Two small robots were intended to eject from SLIM before touchdown, says Kuninaka. They were supposed to take images of the lander that they would send back to Earth, but it’s unclear whether they deployed.
If SLIM can come back to life, scientists plan to use a specialized camera — the only scientific instrument onboard — to look for a mineral called olivine in the Moon’s mantle. “If we can detect the olivine’s components and compare it with its counterpart on Earth, it may offer new evidence to support the theory that the Moon was part of Earth long time ago,” says Shinichiro Sakai, the mission’s project manager at JAXA.
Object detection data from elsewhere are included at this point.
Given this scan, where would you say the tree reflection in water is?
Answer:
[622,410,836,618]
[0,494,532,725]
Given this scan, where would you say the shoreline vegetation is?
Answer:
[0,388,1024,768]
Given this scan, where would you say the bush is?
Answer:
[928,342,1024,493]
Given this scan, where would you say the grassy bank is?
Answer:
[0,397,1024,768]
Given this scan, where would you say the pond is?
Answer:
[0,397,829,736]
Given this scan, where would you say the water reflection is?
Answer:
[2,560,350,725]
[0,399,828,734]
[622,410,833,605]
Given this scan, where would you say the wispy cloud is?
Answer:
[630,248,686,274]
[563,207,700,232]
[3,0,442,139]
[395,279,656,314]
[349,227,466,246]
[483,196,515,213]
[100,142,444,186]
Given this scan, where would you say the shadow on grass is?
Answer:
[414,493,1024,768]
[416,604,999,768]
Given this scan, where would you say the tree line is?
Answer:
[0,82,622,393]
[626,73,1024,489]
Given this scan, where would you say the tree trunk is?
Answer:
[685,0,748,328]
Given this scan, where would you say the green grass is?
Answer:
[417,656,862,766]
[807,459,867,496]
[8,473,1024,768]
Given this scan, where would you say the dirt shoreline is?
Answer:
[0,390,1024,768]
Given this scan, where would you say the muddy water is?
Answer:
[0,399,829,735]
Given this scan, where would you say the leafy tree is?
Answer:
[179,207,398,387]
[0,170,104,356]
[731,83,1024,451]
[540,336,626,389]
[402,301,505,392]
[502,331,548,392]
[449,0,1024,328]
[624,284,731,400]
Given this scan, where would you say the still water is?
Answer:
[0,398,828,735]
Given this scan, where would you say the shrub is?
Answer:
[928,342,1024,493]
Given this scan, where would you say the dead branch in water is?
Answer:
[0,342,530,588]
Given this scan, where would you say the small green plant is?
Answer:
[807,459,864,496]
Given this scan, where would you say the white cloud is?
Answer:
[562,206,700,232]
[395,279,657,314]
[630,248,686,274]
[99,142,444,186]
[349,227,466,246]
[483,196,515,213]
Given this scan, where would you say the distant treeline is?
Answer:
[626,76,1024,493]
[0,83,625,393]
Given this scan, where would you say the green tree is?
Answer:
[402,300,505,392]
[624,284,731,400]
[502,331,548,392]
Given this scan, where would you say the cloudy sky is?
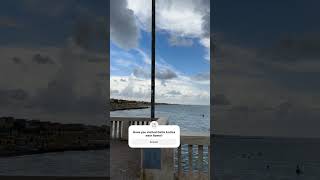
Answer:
[110,0,210,105]
[211,0,320,137]
[0,0,109,124]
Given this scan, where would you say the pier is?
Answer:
[110,117,210,180]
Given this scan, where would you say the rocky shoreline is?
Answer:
[0,117,110,157]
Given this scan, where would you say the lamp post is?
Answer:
[151,0,156,121]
The camera would also help to confirm the origin of the Apollo 16 Moon samples. The landing site is about 250 kilometres east of Apollo 16’s 1972 landing site and to the west of an ancient lunar sea called Mare Nectaris. “In Apollo 16 samples, we found exotic basalts, which were most likely ejected from Mare Nectaris,” says Clive Neal, a planetary geologist at the University of Notre Dame, Indiana. By helping to confirm the source, SLIM could tell scientists a lot about impact dynamics and the chemistry of the ancient sea. “It would show that smaller missions can still be very productive and do important science,” Neal says.
Moon rush
Sakai and his team hoped that SLIM’s pinpoint landing technology would give Japan a head-start in the US-led Artemis Program, which aims to return humans to the Moon in 2026. “This technology can be applied to many missions and may constitute a Japanese contribution in international cooperation,” says Sakai.
Although SLIM makes Asia shine in the new Moon race, it might also intensify the competition between spacefaring nations in the region, Goswami says. Now that both India and Japan have created technologies to achieve soft landings on the Moon, their planned joint mission, known as the Lunar Polar Exploration Mission, could rival China’s Chang’e-7 mission, which aims to land in the lunar south pole region in 2026 and will look for ice.
The Moon is experiencing an uptick in visitors. SLIM was the second Moon landing attempt this year, after the ill-fated US Peregrine spacecraft. Next month, the US company Intuitive Machines will continue its attempt to become the first commercial company to land a spacecraft on the Moon. Later this year, China will launch its Chang’e-6 mission to return samples from the far side of the Moon.